S’adressant aux chrétiens d’occident et du monde entier, le métropolite d’Alep a déclaré : « Ce dont nous avons vraiment besoin c’est de votre soutien moral et de vos prières pour la stabilité et la paix en Syrie ».

Selon l’évêque, le premier scénario possible, « très dangereux », est l’impossibilité de « prévoir ce qui peut arriver dans les prochains jours ou prochaines semaines ».

La seconde hypothèse : une « intervention étrangère », qui impliquerait un « contrôle indirect » de la Syrie par des forces militaires ou diplomatiques occidentales.

Troisième scénario possible: « une guerre civile » dont la durée préoccupe sérieusement toutes les parties impliquées, avec cette grande inconnue qu’est l’entrée d’armes dans le pays.

 « On se demande  si la Syrie ne risque pas de faire la fin du Liban après 1975 », a commenté l’évêque orthodoxe.

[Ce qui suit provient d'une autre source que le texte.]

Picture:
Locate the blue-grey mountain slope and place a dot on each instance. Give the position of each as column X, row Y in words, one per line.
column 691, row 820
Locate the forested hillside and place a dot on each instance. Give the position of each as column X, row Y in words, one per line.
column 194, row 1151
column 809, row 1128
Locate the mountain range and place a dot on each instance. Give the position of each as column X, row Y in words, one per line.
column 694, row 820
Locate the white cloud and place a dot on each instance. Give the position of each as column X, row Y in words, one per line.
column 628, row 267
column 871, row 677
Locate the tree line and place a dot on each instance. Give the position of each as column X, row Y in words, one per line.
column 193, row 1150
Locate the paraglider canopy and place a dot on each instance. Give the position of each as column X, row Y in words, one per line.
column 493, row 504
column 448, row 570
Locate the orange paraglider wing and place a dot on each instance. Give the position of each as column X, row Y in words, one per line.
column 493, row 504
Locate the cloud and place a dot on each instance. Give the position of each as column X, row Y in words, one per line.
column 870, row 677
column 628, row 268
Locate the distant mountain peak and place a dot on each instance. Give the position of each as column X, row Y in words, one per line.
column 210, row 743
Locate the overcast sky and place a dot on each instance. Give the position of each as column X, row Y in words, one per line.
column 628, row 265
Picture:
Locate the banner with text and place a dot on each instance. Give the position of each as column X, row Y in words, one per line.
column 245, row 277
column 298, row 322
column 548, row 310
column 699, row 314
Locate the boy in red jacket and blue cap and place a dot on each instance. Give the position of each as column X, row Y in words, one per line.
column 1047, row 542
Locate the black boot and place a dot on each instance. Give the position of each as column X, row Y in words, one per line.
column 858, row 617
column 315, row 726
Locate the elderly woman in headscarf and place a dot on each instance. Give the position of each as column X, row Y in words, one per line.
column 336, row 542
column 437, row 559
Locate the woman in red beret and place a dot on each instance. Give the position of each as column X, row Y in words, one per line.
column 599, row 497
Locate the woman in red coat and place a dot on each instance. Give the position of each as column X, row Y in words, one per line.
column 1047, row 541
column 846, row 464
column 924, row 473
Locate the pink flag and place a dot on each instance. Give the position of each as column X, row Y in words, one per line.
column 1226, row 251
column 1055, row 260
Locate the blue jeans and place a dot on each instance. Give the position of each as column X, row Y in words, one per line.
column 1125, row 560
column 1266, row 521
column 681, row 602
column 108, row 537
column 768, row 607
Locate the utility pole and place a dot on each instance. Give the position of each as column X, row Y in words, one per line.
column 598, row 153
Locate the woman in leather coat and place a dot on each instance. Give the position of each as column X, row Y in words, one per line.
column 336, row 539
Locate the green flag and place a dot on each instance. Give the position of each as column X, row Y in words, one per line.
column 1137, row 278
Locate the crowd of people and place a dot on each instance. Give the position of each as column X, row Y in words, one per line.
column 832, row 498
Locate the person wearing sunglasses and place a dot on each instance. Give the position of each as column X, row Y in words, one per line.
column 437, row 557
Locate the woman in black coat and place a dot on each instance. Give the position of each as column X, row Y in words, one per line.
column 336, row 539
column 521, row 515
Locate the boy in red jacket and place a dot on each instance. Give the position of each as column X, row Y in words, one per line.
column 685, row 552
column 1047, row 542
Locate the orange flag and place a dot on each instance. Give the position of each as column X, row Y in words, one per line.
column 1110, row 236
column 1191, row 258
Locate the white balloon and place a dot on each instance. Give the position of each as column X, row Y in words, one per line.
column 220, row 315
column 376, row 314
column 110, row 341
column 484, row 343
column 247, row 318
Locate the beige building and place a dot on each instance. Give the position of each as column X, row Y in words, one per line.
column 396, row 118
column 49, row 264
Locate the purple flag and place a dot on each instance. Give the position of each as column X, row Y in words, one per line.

Concernant le quatrième scénario, Mgr Ibrahim craint le pire : l’arrivée inévitable de changements qui, aux vues de ceux déjà apportés dans le pays par le printemps arabe, ne seront pas porteurs de démocratie. 

L’inconnue est sur le « quand » et « comment », a-t-il déclaré, soulignant que « les modèles libyen, égyptien et yéménite n’ont fait le bonheur de personne dans le monde arabe ».

Dans toute cette situation, Mgr Ibrahim voit néanmoins un fait positif : « Il n’y a pas d’exode massif » des chrétiens.

Malgré des informations que lui a fournies l’archevêque orthodoxe de Homs,  faisant état du départ de la ville de la moitié des familles chrétiennes, aucun autres villages et localités du pays ne semblent en avoir pris le chemin.

Il a confirmé que les  ambassades des pays arabes et européens, ainsi que des Etats-Unis sont toutes fermées, mettant les syriens dans l’impossibilité d’obtenir des visas et d’expatrier.

« Ceci est bon signe et peut arrêter l’émigration avant même qu’elle ne commence », a conclu l’évêque orthodoxe.